Recognising regional diversity to enhance relatability and personalisation of your marketing

One of the many benefits of the rise of digital media is the opportunity for brands to reach all their customers at once across multiple locations. Long gone are the days of only being able to reach minute rural towns via their ultra local and low reach radio station, or a weekly regional press paper that customers had to walk a mile to buy. With the growth of the internet, and in more recent years ‘traditional’ media channels now being bought digitally, brands are now able to reach all corners of the country with one hit, bringing with it multiple time and cost efficiencies.

However just because we can reach them all with the same digital strategy, it doesn’t necessarily mean we should. In my opinion, the nuances of different regionalities should never be overlooked and it is the brands that recognise this and talk to their audiences in a more personable and authentic way that are the most successful.

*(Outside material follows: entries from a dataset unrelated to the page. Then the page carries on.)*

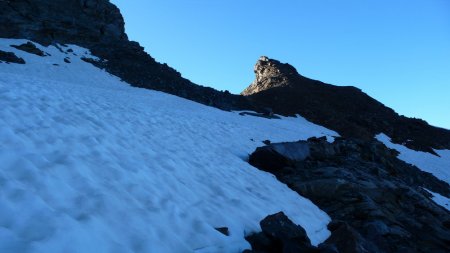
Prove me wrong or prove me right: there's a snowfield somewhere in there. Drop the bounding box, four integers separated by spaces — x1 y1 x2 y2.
376 134 450 184
376 134 450 211
0 39 337 253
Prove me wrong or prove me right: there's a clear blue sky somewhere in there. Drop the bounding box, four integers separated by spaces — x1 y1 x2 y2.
112 0 450 129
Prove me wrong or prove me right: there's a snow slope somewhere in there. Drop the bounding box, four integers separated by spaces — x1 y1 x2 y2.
0 39 337 253
376 134 450 184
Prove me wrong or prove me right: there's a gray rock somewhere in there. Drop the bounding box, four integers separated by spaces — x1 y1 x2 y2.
249 138 450 253
0 50 25 64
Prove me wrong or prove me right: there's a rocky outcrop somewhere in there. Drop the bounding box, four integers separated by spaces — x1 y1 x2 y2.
249 138 450 252
242 56 299 96
0 50 25 64
0 0 253 110
244 212 315 253
11 42 48 57
242 57 450 153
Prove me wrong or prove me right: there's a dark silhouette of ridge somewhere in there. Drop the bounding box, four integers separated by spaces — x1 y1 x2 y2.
0 0 252 110
242 56 450 153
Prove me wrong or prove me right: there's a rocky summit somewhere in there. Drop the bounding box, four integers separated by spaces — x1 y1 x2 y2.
242 56 450 153
0 0 450 253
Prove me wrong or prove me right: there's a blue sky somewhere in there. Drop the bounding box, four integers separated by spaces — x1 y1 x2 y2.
112 0 450 129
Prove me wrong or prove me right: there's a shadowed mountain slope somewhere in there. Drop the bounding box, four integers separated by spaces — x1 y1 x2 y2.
0 0 251 110
242 56 450 153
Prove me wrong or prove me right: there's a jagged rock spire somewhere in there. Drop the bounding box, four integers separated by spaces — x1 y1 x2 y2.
241 56 299 96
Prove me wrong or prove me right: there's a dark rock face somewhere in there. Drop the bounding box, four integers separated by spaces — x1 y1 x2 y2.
0 0 127 46
0 0 253 110
246 212 316 253
249 138 450 252
0 50 25 64
11 42 47 57
242 57 450 153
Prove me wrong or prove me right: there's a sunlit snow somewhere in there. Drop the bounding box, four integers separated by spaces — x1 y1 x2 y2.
0 39 337 253
376 134 450 183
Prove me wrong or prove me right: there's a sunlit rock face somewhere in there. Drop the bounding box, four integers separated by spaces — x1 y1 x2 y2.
241 56 450 153
242 56 299 96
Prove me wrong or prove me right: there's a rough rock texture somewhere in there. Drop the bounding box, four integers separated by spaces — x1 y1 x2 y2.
11 42 47 57
0 50 25 64
242 57 450 153
249 138 450 252
244 212 315 253
0 0 252 110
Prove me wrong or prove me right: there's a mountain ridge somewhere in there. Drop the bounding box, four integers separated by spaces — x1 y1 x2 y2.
241 56 450 154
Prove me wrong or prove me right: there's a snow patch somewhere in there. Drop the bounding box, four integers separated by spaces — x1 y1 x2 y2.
376 134 450 183
0 39 337 253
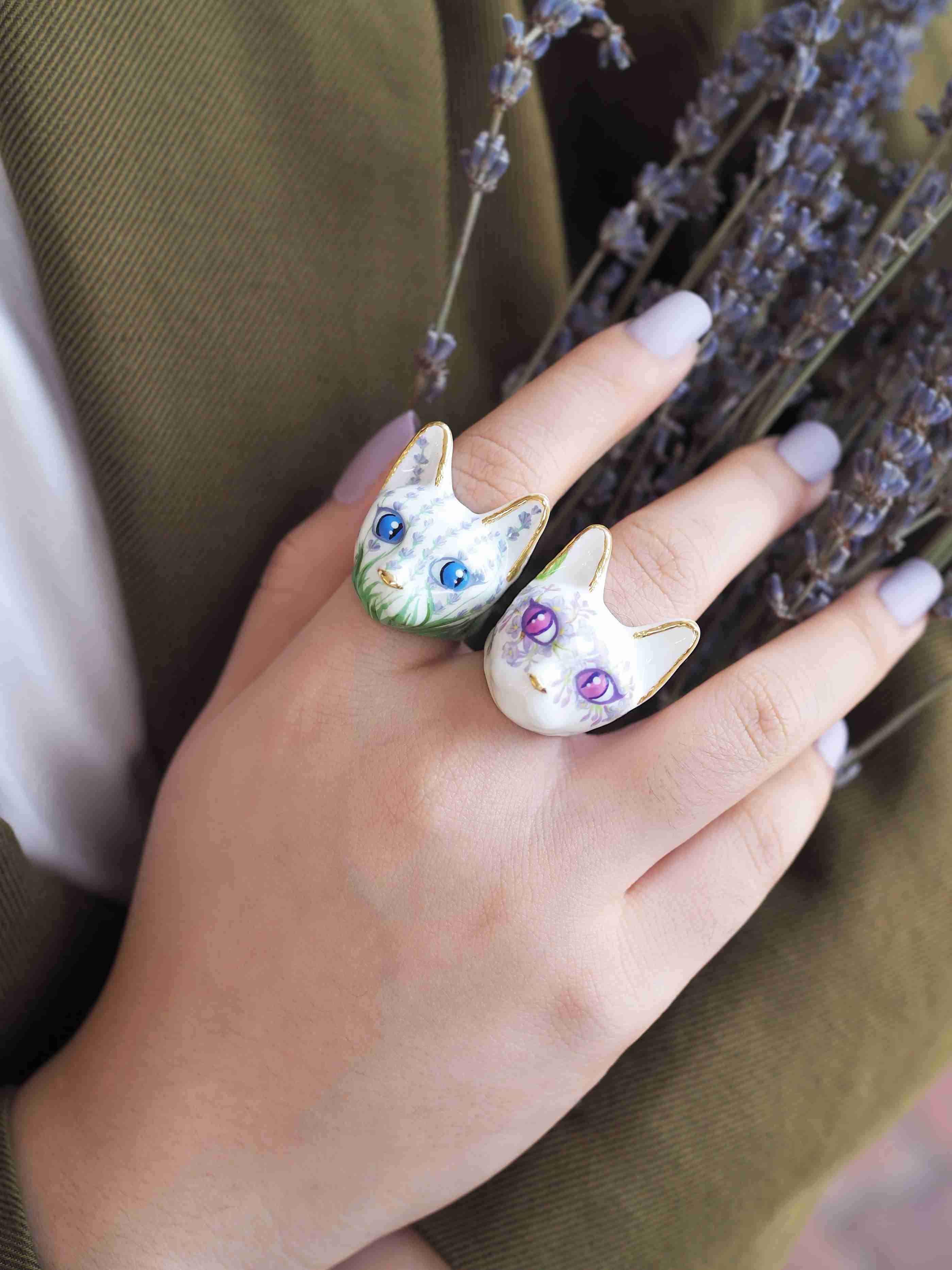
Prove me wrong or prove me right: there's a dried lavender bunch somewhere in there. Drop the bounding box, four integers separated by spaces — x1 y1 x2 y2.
410 0 632 405
506 0 952 766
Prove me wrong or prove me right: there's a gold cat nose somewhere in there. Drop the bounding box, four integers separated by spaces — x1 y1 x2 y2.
377 569 404 590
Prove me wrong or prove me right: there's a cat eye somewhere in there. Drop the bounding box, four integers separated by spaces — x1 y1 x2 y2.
522 601 558 644
575 667 624 706
430 560 470 590
373 507 406 545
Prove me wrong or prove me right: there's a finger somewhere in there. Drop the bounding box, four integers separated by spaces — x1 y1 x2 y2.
622 721 847 1026
589 560 942 885
605 422 840 626
204 410 420 715
453 291 711 512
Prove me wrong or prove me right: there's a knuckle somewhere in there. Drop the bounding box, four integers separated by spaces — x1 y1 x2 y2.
548 961 628 1055
258 526 307 596
725 667 802 766
844 604 892 677
612 518 709 607
734 801 791 884
453 433 542 503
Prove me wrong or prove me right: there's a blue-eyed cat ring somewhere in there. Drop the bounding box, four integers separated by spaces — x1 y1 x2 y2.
353 423 548 640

It is evident from my experience working with national brands on a hyper local level that different towns and cities can differ wildly in their behaviour whether that be shopping habits, day to day routines or income restrictions. Therefore even if they are consuming the same media channels, how and when they are most receptive to the marketing message may be very different. Although it would make our jobs easier, if would be extremely boring if everyone behaved in the same way!

When planning a media campaign covering multiple sites and locations, I believe that understanding these nuances is what can make or break the campaign. Any good media planner will tell you the importance of understanding your target audience to help inform the right channels to use, but how many are overlaying regionality to this and adapting their plans accordingly? I would guess few and far between.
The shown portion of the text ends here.